In 1941, a rose killed a policeman.
Albert Alexander, a 43-year-old policeman in Oxford, England, was pruning his roses one fall day when a thorn scratched him at the corner of his mouth. The slight crevice it opened allowed harmless skin bacteria to slip into his body. At first, the scratch grew pink and tender. Over the course of several weeks, it slowly swelled. The bacteria turned from harmless to vicious, proliferating through his flesh. Alexander eventually had to be admitted to Radcliffe Hospital, the bacteria spreading across his face and into his lungs.
Alexander’s doctors tried treating him with sulfa drugs, the only treatment available at the time. The medicine failed, and as the infection worsened, they had to cut out one of his eyes. The bacteria started to infiltrate his bones. Death seemed inevitable.
But then, on February 12, 1941, Alexander was injected with an experimental drug: a molecule produced by mold.
The molecule was, of course, penicillin.

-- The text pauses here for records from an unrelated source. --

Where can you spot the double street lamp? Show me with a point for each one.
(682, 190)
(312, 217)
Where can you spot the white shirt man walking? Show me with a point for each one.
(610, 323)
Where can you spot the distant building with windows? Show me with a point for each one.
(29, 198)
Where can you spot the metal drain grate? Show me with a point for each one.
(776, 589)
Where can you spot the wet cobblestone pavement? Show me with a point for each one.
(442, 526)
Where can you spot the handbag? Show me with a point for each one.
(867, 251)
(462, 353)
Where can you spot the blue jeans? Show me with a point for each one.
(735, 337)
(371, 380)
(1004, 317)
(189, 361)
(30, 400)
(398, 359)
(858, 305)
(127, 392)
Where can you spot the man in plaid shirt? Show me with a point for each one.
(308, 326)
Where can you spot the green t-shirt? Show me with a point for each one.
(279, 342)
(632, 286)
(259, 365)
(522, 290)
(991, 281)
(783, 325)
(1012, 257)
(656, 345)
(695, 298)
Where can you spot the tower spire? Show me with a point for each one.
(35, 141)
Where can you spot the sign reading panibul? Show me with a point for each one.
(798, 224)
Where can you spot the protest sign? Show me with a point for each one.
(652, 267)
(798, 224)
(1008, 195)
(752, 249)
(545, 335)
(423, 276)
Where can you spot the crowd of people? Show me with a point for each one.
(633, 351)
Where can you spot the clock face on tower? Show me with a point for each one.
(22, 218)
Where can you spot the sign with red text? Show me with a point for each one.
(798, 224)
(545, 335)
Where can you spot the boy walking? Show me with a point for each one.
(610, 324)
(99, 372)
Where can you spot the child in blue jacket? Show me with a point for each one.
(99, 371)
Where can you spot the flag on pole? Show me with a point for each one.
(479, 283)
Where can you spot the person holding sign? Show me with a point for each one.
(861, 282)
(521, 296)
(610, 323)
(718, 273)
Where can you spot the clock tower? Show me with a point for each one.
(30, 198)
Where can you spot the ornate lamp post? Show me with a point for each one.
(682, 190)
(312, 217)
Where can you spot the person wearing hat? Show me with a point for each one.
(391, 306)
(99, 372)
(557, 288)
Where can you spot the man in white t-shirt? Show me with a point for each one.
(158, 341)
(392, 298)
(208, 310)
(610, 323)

It had been discovered thirteen years earlier but soon abandoned because there didn’t seem to be any way to turn it into an effective drug. In the late 1930s, Howard Florey and his colleagues at the University of Oxford revived the drug and began testing it on mice. They found the penicillin could cure them of infections by killing their bacteria. Florey then gave a dose of penicillin to a woman dying of cancer and found that it wasn’t toxic to her.
Now Florey and his colleagues wanted to see if it could stop an infection in a human being. Alexander, with nothing left between him and death, was their first subject.
“Striking improvement” was how Florey described what happened next. Within a day, Alexander’s infections were subsiding. After a few more days, his fever broke and much of his face cleared up.
Florey could have saved Alexander’s life, if he hadn’t run out of penicillin after a few days. Nobody but Florey knew how to make the stuff, and his recipe only yielded a tiny amount at a time. To stretch out their supply of penicillin, a member of Florey’s lab would visit the hospital each morning to collect Alexander’s urine. He would carry it back by bicycle to the lab, where the scientists extracted the penicillin that Alexander’s body hadn’t absorbed. Alexander’s doctors then injected the recycled antibiotic into Alexander’s arm.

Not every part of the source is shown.